At least someone in this gang knows what she's doing, Alexander thought approvingly. And she's cute, too. Too bad the regs against fraternization make so much sense.
All things considered, there were worse jobs he could have. Southern California, for example, or some of the eastern states - there was a lot less material for a mercenary guerilla insurgent to work with, there. Up north, though, Oregon was on the opposite end of the spectrum - the Republic had been born there, after all, and not all that long ago. Governor Burdick and General Kroeker kept screaming for more Peacekeepers, but the Blue Helmet Thugs kept dying, or just disappearing.
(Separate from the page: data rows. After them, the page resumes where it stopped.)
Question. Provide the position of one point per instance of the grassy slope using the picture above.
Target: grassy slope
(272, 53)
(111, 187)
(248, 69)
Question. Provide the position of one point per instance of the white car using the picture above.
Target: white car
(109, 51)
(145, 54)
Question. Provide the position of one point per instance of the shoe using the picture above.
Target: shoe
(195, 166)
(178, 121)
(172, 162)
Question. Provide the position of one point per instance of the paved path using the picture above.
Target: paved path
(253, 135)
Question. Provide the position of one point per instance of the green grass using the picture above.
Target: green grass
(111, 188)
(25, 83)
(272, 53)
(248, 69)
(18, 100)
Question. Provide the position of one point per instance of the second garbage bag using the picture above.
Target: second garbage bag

Rumor had it that some "missing" UN troops were being smuggled to the Republic for interrogation. Another rumor said many were defecting. Gar wouldn't have been surprised by either.
Outfits like the Oregon Territorial Militia, the Free Terran Irregulars and three different groups each calling themselves the Tyranny Response Team of Oregon couldn't survive indefinitely, of course, not without direct Republic intervention - and the Republic was neither economically nor politically situated for that kind of commitment, this generation. But in the meantime, the chaos gave the Republic time and opportunity to get more good people safely out of Sol System - and also gave guys like Gar a chance to get rich. So far today, he'd earned at least two hundred fifty Republic dollars - nearly four thousand Euro, or over nine thousand American.
Four dead, eight wounded, three seriously, he noted; that left twenty-two effective. The Blue Helmets were learning how to run an ambush - but they still paid a helluva tuition. "All right, Sergeant," he called; "let's collect what we paid for."
"Aye, sir." Helena Packworth directed the survivors, assigning a replacement medic (Lizzie hadn't lasted long, with that wound), setting the newbies to policing up the brass for the reloading operation back at the hidden base; then the platoon approached the treeline to collect the enemy weapons and check for survivors.